As concern the tissue response in the central region within the area where the sphincteric device provides the pressure action, the accuracy of the present results can be satisfactory, in spite of the limitation that pertains to the two dimensional model conformation. This preliminary approach is justified also by the relevant computational effort determined by a highly nonlinear problem, related to material, geometry and contact conditions. The three-dimensional analysis in progress will lead to a more accurate and general interpretation of the overall response.

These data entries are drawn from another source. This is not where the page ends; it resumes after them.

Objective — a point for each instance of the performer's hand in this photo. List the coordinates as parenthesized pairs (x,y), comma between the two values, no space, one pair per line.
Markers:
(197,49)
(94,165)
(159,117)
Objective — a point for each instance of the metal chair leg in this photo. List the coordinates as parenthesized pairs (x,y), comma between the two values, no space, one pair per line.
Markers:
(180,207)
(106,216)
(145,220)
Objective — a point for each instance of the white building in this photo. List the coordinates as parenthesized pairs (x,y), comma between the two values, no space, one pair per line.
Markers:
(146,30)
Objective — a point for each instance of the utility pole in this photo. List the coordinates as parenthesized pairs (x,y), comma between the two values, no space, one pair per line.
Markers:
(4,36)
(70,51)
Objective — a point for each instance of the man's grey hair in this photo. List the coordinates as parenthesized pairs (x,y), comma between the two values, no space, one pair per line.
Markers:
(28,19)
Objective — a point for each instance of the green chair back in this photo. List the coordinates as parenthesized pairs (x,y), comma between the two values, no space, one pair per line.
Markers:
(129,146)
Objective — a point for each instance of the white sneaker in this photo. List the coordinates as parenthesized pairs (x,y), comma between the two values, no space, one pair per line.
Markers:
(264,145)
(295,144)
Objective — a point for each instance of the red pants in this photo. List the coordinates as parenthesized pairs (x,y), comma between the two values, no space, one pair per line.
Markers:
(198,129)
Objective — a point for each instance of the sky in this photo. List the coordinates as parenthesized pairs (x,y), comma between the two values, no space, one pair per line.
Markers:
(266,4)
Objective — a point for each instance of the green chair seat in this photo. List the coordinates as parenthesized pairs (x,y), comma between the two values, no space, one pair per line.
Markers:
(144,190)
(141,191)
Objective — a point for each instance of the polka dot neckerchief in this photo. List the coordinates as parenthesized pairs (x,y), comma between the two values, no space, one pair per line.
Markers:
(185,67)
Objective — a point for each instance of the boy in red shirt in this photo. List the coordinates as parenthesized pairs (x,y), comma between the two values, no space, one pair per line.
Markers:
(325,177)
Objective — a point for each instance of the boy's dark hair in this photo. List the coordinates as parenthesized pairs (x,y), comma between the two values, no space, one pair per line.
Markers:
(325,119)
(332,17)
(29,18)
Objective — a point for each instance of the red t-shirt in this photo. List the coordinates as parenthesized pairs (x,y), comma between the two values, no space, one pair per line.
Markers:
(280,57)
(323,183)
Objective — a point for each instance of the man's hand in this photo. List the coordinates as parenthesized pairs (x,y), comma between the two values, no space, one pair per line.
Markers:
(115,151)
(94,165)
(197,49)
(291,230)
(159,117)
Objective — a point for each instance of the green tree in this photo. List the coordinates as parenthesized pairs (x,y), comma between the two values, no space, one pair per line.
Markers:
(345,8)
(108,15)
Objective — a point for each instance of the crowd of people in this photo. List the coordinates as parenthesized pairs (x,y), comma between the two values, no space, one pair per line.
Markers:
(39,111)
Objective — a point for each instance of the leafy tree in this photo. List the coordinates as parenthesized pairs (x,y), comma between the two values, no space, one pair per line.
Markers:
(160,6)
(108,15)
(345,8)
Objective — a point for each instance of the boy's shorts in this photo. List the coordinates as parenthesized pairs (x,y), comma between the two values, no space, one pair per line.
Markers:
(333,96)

In general, the computational models allow the evaluation of tissues mechanical response with detail and accuracy. In Fig. 7, the stress distribution for different values of intraluminal pressure depending on urine flow (Griffiths 1971; Aagaard et al. 2012) is reported.

An interesting aspect of the analysis pertains to the tissues response when artificial sphincters, induces lumen occlusion. Fig. 8 summarizes results from numerical analyses that took into account the combination of different values of intraluminal and external occluding pressures. Occlusion occurs when external and intraluminal pressures almost equalize and subsequently urethral epithelial tissues undergo compression phenomena. Occluding actions determine substantial compressive strains within dense connective tissue and loose tissue. Artificial sphincters steadily induce such non-physiological strains within urethral tissues and potentially lead to degenerative phenomena (Hajivassiliou 1999; Garćia Montes et al. 2000; Kim et al. 2008; Aa et al. 2013; Bugeja et al. 2016).

Some notes are reported about the assumed constitutive framework. Hyperelastic formulations allow interpreting some of the typical features of soft tissue mechanics, as almost incompressible behavior and nonlinear elasticity. Biological tissues exhibit a more complex behavior and anisotropic conformation and time-dependent phenomena should be considered. For this purpose, experimental investigations are under development for a reliable identification of further parameters. Nonetheless, histological analyses (Natali et al. 2016) suggest an almost isotropic configuration of the tissues in the urethral region investigated in this work. Moderate anisotropy could just characterize the thin layer of dense connective tissue. Differently, time-dependent phenomena appear to be relevant (Natali et al. 2016) and could significantly affect stress within urethral tissues during protracted occlusive actions. This work aims just at providing a preliminary evaluation of the relationship between urethral tissues response and intensity of the occlusive action, while further investigation is in progress to better elucidate the influence of viscous effects.

As mentioned previously, additional investigation is in progress with regard also to experimental tests on human specimens and with an extension to three-dimensional model configuration. This preliminary study reports on the relevant experimental and computational effort and offers a set of results that can be considered compatible with realistic response mostly in the central region of the sphincteric cuff. In this sense, the present research can offer the basis for evaluating the relevant complexity of the problem stressing the integration of biomechanical and surgical competences that represents a fundamental term in addressing further investigation.